The main concepts that should be monitored are the following:

  1. Performance: Being able to evaluate a model’s performance based on a group of metrics and logging its decision or outcome can help give directional insights or compared with historical data. These can be used to compare how well different models perform and therefore which one is the best.

  2. Data Issues and Threats: Modern models are increasingly driven by complex feature pipelines and automated workflows that involve dynamic data that undergo various transformations. With so many moving parts, it’s not unusual for data inconsistencies and errors to reduce model performance, over time, unnoticed. Models are also susceptible to attacks by many means such as injection of data.

  3. Explainability: The black-box nature of the models makes them especially difficult to understand and debug, especially in a production environment. Therefore, being able to explain a model’s decision is vital not only for its improvement but also for accountability reasons, especially in financial institutions.

  4. Bias: Since ML models capture relationships from training data, it’s likely that they propagate or amplify existing data bias or maybe even introduce new bias. Being able to detect and mitigate bias during the development process is difficult but necessary.

  5. Drift: The statistical properties of the target variable, which the model is trying to predict, change over time in unforeseen ways. This causes problems because the predictions become less accurate as time passes, producing what is known as concept drift.
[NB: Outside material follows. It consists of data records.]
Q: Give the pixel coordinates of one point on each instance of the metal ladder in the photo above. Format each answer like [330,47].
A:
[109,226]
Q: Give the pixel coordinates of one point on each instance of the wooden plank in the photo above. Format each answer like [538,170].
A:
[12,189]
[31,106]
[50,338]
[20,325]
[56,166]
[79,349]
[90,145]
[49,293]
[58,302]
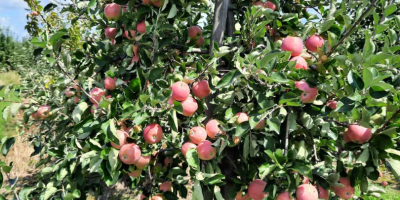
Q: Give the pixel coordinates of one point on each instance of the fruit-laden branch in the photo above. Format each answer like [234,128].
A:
[287,133]
[381,20]
[387,122]
[337,122]
[60,65]
[352,28]
[312,141]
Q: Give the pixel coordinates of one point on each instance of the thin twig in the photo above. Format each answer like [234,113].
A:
[287,133]
[387,122]
[352,28]
[337,122]
[312,141]
[60,65]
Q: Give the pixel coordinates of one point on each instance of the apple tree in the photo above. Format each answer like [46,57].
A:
[215,100]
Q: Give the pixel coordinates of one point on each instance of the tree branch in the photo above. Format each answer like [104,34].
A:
[60,65]
[312,141]
[352,28]
[287,133]
[387,122]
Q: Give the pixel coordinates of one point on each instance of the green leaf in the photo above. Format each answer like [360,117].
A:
[389,10]
[49,7]
[355,81]
[363,157]
[172,11]
[155,74]
[326,25]
[78,111]
[242,128]
[193,159]
[113,159]
[50,191]
[7,146]
[24,193]
[56,36]
[197,191]
[228,79]
[395,165]
[266,169]
[369,46]
[274,124]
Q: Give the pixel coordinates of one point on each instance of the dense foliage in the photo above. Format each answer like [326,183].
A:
[115,102]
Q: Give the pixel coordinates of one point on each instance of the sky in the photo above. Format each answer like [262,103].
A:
[13,16]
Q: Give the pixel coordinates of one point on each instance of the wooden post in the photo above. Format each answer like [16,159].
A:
[222,23]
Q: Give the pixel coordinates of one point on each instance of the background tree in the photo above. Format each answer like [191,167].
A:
[221,97]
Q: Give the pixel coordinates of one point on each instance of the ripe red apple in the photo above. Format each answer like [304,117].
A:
[35,116]
[96,93]
[200,42]
[141,27]
[242,117]
[131,32]
[201,89]
[384,183]
[306,180]
[332,104]
[195,32]
[68,93]
[122,135]
[292,44]
[197,134]
[345,192]
[168,161]
[187,146]
[300,62]
[206,151]
[323,193]
[260,125]
[270,5]
[314,42]
[146,2]
[130,153]
[109,83]
[112,11]
[189,106]
[180,91]
[44,111]
[135,173]
[166,186]
[143,161]
[284,196]
[213,130]
[157,197]
[152,133]
[256,189]
[306,192]
[157,3]
[110,33]
[358,134]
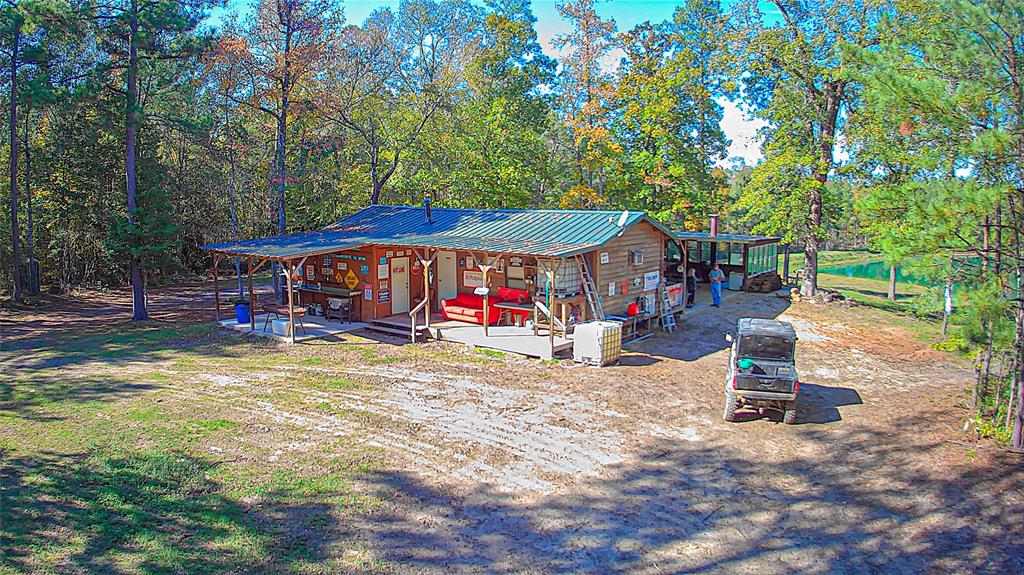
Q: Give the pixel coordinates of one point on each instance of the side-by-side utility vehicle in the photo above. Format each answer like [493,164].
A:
[762,370]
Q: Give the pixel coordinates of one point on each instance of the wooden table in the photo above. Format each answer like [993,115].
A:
[509,307]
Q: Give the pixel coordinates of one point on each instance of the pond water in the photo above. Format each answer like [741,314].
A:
[872,270]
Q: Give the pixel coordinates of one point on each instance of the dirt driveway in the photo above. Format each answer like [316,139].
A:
[506,465]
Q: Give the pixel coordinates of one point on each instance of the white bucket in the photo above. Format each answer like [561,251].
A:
[280,326]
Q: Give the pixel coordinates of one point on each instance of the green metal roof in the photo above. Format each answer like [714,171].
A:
[535,232]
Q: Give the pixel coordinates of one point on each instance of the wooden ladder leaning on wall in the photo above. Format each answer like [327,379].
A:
[590,289]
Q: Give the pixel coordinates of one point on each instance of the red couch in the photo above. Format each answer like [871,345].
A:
[469,307]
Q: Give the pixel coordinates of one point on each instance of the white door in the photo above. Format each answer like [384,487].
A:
[399,284]
[448,276]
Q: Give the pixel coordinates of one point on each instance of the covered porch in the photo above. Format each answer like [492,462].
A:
[505,338]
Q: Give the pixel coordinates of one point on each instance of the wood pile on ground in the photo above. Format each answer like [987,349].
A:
[764,283]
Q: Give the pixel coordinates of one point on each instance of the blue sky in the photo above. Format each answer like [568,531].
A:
[627,13]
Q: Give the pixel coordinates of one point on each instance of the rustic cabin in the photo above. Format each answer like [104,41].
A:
[521,279]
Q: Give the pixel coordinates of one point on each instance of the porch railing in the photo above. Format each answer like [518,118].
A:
[416,310]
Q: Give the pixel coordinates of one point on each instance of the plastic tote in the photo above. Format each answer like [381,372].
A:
[242,312]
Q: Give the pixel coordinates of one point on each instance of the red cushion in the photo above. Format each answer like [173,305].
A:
[467,300]
[513,295]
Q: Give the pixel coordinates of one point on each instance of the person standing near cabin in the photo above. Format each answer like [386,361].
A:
[717,277]
[691,286]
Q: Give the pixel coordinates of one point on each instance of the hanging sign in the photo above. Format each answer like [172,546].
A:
[351,280]
[650,280]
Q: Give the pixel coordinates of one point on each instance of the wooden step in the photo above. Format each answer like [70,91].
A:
[397,332]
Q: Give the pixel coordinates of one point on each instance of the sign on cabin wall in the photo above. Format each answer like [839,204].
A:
[350,257]
[351,280]
[650,280]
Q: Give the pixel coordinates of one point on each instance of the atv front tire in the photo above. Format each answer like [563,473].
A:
[730,406]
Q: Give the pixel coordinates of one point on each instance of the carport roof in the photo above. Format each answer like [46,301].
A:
[536,232]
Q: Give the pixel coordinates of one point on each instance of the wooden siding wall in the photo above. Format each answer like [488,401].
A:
[643,237]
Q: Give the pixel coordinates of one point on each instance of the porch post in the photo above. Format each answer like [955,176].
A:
[550,272]
[486,297]
[252,298]
[291,310]
[216,288]
[785,264]
[426,282]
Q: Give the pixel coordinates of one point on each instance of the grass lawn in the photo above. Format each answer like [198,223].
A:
[109,467]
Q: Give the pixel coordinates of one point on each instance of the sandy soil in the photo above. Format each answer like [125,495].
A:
[510,466]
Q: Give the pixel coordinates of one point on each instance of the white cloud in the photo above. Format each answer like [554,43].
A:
[741,129]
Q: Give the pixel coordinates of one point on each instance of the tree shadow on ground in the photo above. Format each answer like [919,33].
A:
[151,513]
[863,506]
[34,397]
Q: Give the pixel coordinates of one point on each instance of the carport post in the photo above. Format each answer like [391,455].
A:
[216,288]
[252,298]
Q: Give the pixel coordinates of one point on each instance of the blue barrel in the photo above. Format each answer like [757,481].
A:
[242,312]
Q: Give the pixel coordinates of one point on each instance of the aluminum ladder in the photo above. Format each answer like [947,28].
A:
[590,289]
[668,318]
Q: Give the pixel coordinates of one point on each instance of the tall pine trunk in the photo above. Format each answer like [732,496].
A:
[139,312]
[15,237]
[232,204]
[834,91]
[29,216]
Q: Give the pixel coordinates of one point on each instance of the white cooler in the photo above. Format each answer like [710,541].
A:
[597,343]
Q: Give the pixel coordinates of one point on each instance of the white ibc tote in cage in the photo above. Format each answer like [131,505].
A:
[597,343]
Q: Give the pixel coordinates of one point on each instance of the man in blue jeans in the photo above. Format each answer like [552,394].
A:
[716,277]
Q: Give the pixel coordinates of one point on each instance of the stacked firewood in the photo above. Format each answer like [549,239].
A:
[764,283]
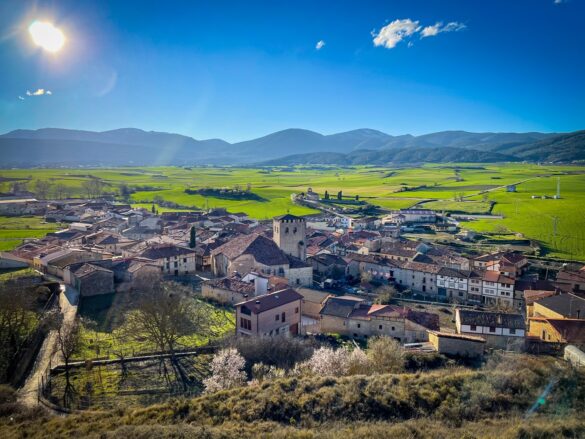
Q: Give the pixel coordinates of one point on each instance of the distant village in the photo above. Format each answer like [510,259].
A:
[322,274]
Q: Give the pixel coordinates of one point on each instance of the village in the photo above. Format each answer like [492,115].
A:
[298,276]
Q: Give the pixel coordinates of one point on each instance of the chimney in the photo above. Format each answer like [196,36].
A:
[260,286]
The following drawing1 shows that the health of a Machine Learning system relies on hidden characteristics that are not easy to monitor therefore using the analogy of an iceberg. Monitoring Issues Iceberg

Most tools used for serving Machine Learning models have monitoring tools. In many suites like IBM Watson, Microsoft Azure and Amazon Sagemaker there is components entirely dedicated to monitoring, like IBM Watson OpenScale. In the following table we can see some of the most popular monitoring tools for machine learning models.

Tools License Developer Observations
IBM Watson OpenScale Proprietary IBM Monitors models deployed to IBM Watson Machine Learning. Monitors fairness, explainability and drift. Has tools for managing and correcting problems or inaccuracies in production.
OpenShift Open-source Red Hat Kubernetes based system able to deploy various types of applications. It is platform agnostic and can be used for any type of application. Can be useful when a model is heavily integrated into a microservice environment.
Seldon Core Open-source SeldonIO Deploys models into microservices with Advanced Metrics, Request Logging, Explainers, Outlier Detectors, A/B Tests, Canaries and more. Platform agnostic and works with many Machine Learning frameworks
Tensorflow Extended (TFX) Open-source Tensorflow Deploy Tensorflow Models as API and has monitoring capabilities.
Arize AI Proprietary w/Community Edition Arize AI Monitors for performance, drift detection (including for embeddings), data quality checks, and model validation.